La fructífera colaboración de Rokitansky con el internista Skoda, el dermatólogo Hebra y el cirujano Schuh es bien conocida, y puede decirse que fue la precursora de la conferencia clinicopatológica moderna.
Es cierto que gran parte del trabajo de Rokitansky se llevó a cabo a simple vista, pero después de 1839 hizo un uso considerable de la microscopía, y era plenamente consciente de la necesidad de la patología química y de la patología experimental, temas para los que tomó medidas en la planificación de su Instituto.
Por último, no hay que olvidar su trabajo fuera de la sala de autopsias y del museo. 
Al llegar a la Sociedad Médica de Viena como su Presidente en 1850, encontró la sociedad en mal estado, con poco dinero y una pequeña membresía. Aumentó el número de miembros, consiguió dinero del Gobierno, elevó el nivel científico de la sociedad y puso en pie la revista de la Sociedad.
Fue elegido miembro de la Academia de Ciencias en 1848 como uno de los tres primeros representantes de la medicina, y en este ámbito pudo contribuir con una serie de trabajos tendientes a fomentar las buenas relaciones entre la medicina y las ciencias afines. 
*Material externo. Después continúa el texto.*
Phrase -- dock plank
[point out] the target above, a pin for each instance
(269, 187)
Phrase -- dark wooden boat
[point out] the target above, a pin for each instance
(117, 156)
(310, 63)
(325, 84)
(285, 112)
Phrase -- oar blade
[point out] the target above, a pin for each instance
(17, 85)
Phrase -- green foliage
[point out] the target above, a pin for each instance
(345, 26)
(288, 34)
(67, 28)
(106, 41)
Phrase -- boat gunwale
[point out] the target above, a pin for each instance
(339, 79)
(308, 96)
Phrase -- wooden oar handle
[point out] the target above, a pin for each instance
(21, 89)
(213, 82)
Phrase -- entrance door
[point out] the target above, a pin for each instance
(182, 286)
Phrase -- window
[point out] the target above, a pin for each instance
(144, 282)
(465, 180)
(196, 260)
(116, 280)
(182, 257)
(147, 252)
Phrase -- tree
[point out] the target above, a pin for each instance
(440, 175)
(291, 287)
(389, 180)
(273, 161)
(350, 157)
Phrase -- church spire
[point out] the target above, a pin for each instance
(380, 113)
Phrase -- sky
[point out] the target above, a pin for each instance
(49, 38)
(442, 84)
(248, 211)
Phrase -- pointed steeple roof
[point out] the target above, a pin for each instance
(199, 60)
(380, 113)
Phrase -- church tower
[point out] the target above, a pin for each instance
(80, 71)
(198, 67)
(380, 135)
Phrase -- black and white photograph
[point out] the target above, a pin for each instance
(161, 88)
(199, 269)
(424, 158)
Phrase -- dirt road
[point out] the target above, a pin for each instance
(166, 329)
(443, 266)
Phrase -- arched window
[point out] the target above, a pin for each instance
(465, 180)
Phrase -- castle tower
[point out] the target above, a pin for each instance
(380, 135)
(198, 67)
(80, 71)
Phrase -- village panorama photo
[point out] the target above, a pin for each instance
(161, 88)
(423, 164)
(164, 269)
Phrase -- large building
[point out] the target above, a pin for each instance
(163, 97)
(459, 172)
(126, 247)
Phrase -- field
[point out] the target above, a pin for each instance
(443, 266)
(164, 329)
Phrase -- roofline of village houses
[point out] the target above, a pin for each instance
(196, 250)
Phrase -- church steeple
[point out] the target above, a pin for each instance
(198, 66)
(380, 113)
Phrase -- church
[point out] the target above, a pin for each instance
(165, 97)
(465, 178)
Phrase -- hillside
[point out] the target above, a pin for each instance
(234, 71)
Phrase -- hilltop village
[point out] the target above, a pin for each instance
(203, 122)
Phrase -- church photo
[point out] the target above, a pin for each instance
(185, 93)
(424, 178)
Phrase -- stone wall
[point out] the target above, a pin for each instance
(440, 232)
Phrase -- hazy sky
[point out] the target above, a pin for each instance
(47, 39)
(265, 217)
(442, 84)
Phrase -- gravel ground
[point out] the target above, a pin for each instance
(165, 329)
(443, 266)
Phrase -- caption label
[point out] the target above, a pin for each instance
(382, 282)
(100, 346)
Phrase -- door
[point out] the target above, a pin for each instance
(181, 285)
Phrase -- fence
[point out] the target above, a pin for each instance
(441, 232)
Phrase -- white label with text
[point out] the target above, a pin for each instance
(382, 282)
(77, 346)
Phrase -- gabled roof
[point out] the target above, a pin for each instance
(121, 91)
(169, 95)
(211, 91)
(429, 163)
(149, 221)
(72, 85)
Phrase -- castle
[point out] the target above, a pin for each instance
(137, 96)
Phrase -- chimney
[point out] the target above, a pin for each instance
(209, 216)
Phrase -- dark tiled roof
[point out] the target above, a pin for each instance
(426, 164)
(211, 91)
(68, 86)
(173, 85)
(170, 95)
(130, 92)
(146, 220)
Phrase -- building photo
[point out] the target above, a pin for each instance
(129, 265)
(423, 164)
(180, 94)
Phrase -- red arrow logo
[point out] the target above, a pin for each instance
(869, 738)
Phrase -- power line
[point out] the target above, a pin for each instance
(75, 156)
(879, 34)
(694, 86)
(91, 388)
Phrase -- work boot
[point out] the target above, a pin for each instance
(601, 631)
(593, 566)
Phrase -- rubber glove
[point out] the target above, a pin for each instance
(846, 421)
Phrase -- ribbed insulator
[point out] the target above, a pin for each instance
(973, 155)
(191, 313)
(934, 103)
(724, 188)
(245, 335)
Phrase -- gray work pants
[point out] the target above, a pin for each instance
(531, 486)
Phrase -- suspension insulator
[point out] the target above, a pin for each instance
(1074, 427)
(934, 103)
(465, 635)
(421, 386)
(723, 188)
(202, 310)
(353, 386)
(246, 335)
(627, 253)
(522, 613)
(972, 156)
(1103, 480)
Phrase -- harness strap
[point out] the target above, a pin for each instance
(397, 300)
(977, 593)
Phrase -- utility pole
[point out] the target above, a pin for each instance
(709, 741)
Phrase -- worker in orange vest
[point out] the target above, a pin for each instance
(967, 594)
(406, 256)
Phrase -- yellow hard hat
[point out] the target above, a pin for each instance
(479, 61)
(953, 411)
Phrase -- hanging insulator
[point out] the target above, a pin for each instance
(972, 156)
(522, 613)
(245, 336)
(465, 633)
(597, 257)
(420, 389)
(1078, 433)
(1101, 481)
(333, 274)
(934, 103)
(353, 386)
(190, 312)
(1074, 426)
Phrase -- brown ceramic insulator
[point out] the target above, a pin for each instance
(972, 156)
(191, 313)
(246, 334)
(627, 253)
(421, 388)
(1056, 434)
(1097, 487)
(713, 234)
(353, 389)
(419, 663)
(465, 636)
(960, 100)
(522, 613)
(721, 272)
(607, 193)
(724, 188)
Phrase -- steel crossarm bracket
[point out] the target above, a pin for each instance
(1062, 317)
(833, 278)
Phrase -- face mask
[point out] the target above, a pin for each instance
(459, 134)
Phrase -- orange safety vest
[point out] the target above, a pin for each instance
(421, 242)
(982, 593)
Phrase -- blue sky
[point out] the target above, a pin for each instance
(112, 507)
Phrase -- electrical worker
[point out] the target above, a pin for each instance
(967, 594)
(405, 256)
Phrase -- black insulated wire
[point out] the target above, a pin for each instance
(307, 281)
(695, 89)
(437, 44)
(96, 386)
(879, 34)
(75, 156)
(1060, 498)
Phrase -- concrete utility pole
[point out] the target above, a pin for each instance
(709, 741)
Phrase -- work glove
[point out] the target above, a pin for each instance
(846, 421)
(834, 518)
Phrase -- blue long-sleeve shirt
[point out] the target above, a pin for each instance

Así, en su discurso de 1858 abogó por la integración de la ciencia médica con las ciencias naturales, especialmente en lo relativo a la investigación. 
Consciente de que la solución de los problemas médicos es más fácil si se abordan desde un ángulo puramente científico -un pensamiento revolucionario en aquella época-, sugirió incluso el estudio comparativo del comportamiento animal, subrayando la unidad esencial de los fenómenos de la vida en todo el reino animal.
Sin duda habría aprobado el trabajo de su compatriota Konrad Lorenz, un siglo más tarde. 
En 1870, por cierto, se convirtió en el primer presidente de la Sociedad Antropológica. 
En 1863, Rokitansky publicó dos ensayos sobre la organización universitaria. En el primero, expresaba su convicción de que una universidad debía tener una gama completa de facultades y que todas las universidades de un país debían tener un nivel uniforme (presagiando la acreditación de las facultades de medicina). 
En el segundo, subraya el doble papel de la universidad en la formación y la investigación.
La figura agresiva y pontifical de Virchow ha eclipsado la de su modesto y amable contemporáneo vienés. Quizá sería más acertado considerar a Rokitansky y Virchow como los dos pilares gemelos de la patología moderna. 
Sin Virchow, Rokitansky habría seguido floreciendo; sin Rokitansky, Virchow apenas habría alcanzado su fama actual.

* S. S. B. Gilder, M.B., Montreal - Canad. M. A. J. July 1954, Vol. 71
Academia Nacional de Medicina de México.